Explained: The Difference Between Highsides and Lowsides and How to Avoid Them
Riding always comes with risks. Sometimes other vehicles are the risk. Sometimes road debris are the risk. Often, when riding alone through winding roads, the curves are the risks. The most common crashes in high speed curves are either target fixation, highsides, or lowsides. In today's news, we saw MotoGP racer Marc Marquez take a nasty highside crash while warming up for Indonesian GP. Luckily, Marquez walked away relatively unscathed although with concerns of a mild concussion, was declared unfit to race in the Indonesian GP. In this article, we'll go over what highsides and lowsides are and what causes them.
Watch Marc Marquez highside while warming up for Indonesia GP below:
A lowside crash is where the bike slides under you and ends up on the same side of the road you're turning on. This occurs when the front or rear wheel slips, usually as a result of excessive braking into the corner, excessive acceleration into or out of the corner, or simply too high speed into the corner for grip available (this may be because the surface is changing, for example if there is gravel or dust on the road). To avoid lowside crashes, brake and downshift before arriving at the turn.
A lowside crash is generally less damaging than a highside crash, all things being equal, because with a highside crash it can throw the rider through the air in front of the bike.
If you brake in a straight line, it's much harder to have a lowside crash. Riders typically experience lowsides if they continue to brake when they begin to turn. A lowside during straight-line braking can occur on an elevated road or on a road with enough camber for a locked wheel to slip sideways.
As you can see in the video below, the front wheel loses grip and spins inward when the rider leans the bike too much. You can hear on the audio that the rider is still on the throttle in the turn. A little less speed and less angle would have resulted in the rider staying on the bike. The bike lays on its side and both the rider and the bike slide off to the side of the road.

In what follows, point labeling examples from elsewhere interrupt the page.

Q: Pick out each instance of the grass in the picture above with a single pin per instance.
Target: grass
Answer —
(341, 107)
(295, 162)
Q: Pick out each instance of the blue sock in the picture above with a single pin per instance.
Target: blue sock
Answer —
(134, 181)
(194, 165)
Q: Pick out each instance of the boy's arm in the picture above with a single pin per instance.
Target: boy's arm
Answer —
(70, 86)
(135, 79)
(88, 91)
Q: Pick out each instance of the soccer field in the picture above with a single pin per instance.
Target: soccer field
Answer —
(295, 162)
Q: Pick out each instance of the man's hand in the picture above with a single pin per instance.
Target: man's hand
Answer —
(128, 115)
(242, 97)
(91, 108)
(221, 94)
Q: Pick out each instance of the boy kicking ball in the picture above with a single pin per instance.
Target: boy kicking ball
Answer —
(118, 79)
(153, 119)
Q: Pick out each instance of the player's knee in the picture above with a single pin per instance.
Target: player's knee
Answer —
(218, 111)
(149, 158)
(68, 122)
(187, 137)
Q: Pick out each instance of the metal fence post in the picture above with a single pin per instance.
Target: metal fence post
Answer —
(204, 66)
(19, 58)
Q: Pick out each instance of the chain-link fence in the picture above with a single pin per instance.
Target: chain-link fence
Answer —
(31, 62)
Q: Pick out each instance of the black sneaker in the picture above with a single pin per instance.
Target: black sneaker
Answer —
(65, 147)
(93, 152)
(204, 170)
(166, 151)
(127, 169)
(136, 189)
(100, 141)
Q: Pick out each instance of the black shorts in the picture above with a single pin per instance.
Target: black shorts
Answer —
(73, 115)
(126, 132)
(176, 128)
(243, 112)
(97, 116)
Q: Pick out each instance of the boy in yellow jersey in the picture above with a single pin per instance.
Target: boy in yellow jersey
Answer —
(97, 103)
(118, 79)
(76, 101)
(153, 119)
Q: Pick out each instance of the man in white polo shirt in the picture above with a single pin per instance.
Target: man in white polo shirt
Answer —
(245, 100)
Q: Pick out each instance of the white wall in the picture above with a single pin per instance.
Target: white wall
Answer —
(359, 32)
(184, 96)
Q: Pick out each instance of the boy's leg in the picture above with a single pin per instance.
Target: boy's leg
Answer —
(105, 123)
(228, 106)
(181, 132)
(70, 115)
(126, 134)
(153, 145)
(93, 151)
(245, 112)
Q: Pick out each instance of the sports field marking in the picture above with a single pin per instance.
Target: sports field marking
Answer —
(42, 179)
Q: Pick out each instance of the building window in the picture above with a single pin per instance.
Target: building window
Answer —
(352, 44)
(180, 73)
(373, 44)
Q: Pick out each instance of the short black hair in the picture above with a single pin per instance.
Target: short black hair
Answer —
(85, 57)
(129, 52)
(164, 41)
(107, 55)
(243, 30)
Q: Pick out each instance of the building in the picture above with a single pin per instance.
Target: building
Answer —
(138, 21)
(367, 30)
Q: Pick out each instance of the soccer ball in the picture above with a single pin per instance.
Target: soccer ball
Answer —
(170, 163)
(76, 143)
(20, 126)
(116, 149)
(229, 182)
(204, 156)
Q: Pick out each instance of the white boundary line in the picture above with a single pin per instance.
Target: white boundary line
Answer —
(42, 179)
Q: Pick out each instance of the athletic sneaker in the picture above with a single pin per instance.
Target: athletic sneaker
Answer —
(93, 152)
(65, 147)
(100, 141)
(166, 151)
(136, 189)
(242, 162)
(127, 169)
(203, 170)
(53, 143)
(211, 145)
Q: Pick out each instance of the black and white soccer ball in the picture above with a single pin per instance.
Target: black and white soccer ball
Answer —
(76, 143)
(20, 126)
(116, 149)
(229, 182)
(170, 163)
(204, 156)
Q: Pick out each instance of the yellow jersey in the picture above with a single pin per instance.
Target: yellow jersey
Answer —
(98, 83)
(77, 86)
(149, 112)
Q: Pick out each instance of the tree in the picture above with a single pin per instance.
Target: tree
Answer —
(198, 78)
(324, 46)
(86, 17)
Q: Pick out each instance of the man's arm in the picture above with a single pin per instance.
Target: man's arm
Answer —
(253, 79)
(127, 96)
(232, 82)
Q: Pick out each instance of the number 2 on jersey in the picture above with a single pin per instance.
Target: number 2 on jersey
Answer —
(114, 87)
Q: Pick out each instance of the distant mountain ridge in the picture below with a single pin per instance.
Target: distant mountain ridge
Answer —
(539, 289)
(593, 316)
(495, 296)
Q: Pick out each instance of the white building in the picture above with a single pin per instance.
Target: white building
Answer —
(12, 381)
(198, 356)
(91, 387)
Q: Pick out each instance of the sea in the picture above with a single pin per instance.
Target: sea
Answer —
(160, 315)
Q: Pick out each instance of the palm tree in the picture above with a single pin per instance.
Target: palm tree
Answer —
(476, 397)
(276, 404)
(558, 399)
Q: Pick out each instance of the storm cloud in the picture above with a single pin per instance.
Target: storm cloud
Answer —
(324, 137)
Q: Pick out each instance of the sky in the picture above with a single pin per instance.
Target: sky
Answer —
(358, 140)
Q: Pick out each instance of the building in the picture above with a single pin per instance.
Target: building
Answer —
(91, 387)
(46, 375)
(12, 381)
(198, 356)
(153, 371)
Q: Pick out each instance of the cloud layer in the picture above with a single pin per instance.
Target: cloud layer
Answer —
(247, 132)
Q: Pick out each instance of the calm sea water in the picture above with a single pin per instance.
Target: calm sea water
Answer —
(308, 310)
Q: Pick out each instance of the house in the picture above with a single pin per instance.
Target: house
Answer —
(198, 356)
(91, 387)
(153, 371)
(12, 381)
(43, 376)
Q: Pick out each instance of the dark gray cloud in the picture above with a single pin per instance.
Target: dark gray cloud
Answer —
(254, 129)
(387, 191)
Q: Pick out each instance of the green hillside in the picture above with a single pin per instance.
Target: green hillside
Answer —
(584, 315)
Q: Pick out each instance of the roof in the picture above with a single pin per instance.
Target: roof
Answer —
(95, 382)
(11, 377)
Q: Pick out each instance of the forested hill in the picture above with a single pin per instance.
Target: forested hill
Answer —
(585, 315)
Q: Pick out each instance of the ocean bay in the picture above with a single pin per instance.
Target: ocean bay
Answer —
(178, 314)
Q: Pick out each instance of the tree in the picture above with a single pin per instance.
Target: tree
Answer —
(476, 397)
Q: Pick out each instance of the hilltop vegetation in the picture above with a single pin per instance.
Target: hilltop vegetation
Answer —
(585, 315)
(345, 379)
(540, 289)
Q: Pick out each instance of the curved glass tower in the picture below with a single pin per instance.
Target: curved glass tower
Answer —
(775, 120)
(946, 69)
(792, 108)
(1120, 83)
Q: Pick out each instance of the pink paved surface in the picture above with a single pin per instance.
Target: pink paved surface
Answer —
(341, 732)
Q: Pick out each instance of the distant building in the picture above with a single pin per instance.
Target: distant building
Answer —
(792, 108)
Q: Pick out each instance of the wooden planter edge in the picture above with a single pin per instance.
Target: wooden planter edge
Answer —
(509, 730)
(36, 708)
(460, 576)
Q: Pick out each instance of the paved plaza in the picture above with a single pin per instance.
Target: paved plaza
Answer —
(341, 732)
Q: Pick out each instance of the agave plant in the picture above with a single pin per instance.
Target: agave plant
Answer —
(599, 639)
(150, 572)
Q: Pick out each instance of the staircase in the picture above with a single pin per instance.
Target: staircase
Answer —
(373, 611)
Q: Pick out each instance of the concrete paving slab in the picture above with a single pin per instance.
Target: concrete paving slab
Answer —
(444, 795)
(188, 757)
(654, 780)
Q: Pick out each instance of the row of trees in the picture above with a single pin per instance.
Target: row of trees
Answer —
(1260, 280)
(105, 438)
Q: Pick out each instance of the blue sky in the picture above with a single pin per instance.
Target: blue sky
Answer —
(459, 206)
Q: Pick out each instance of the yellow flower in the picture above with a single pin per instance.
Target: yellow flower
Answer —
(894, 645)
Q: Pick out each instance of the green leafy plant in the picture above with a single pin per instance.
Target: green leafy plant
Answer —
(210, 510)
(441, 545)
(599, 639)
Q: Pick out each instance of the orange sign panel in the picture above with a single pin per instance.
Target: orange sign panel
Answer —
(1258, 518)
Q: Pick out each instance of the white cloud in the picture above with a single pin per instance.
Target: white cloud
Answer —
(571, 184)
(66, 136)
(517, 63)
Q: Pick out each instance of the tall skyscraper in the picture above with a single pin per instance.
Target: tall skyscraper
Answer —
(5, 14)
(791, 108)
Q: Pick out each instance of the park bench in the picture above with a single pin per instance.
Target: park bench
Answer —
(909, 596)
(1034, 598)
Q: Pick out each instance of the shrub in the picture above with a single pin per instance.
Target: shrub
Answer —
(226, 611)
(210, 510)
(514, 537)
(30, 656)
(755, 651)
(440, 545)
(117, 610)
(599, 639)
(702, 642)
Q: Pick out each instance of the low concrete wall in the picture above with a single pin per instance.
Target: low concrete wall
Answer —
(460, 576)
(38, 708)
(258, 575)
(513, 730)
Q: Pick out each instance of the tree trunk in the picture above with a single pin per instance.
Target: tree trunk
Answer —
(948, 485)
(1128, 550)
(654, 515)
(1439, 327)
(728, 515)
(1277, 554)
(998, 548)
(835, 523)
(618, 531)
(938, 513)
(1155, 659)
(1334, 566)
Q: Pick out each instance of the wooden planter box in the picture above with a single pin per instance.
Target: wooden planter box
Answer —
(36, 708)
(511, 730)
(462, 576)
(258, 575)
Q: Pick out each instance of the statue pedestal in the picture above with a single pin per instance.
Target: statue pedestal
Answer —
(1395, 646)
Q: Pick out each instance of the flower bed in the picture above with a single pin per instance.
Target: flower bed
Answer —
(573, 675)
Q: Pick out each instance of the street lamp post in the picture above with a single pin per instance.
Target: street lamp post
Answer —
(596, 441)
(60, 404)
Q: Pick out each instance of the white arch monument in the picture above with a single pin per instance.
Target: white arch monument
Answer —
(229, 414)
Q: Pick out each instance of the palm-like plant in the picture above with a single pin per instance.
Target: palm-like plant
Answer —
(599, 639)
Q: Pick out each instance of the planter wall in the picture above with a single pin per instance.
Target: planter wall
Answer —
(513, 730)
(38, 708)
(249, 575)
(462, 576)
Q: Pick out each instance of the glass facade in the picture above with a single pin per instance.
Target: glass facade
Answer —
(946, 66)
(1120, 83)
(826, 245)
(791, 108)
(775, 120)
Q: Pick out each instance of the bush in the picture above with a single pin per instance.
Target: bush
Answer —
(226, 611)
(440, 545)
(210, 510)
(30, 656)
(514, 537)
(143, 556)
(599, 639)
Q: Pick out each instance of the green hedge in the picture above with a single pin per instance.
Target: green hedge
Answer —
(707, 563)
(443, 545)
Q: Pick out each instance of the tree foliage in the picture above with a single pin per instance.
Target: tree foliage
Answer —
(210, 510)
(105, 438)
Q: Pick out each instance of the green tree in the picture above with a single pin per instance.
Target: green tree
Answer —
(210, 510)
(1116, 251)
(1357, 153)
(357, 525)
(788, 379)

In this particular case, the speed was quite low and the rider had nothing solid to hit when he slid off the road. The bike body and handle are damaged. The rider wore full protective gear and walked away unscathed.
Rear wheel lowside crashes are almost always caused by too much acceleration. In this case you can hear rider applying the accelerator and the bike loses grip in the rear, spinning out and causing panel damage. Again, the rider is wearing full protective gear and it’s a fairly slow speed corner.
A lowside can also happen if the rider drags the peg on the road surface because this lifts the bike, reducing the grip. Whether it’s the front wheel or rear wheel that slides will depend on the centre of gravity of the bike and the location of the peg.
Injury risks with a lowside crash
Injuries tend to be less severe in lowside crashes. The rider usually slips behind the bike and if proper protective clothing is worn, roadrash can be avoided. If speeds are high, the rider may slide into something fixed like a railing or a tree, or if turning left, they may slide into the opposite lane into oncoming traffic. Riders who choose not to wear a full face helmet risk serious facial injuries in a lowside, as the crash will cause the rider to fall sideways onto the tarmac.
When the rider falls, bruises may occur on the hip, elbow, knee and ankle on the lower side. If the ankle is trapped under the bike, it can cause more serious injuries such as fracture or breakage.
A highside is caused when the rear wheel loses lateral grip then regains it violently. A highside can be caused if the wheel locks up if the engine seizes or the chain comes off. A highside crash is more dangerous because the rider is usually flung over the bike, often in the path of travel of the bike. If the rider hits something solid and stops, the bike can then hit the rider at speed causing serious injuries. The highside is more violent on the bike, too.
It is most common when the rider over-corrects a rear-wheel slide. The bike suddenly grips and sends the rider the other way.
In this video you can see the biker’s point of view. The rear wheel suddenly loses grip and slides out, but then regains grip flinging the rider headfirst off the bike. This video has an excellent slow motion component explaining what’s happening, from about 2 minutes in.
A loose chain can cause a wheel to lock which can initiate a skid that could cause a highside.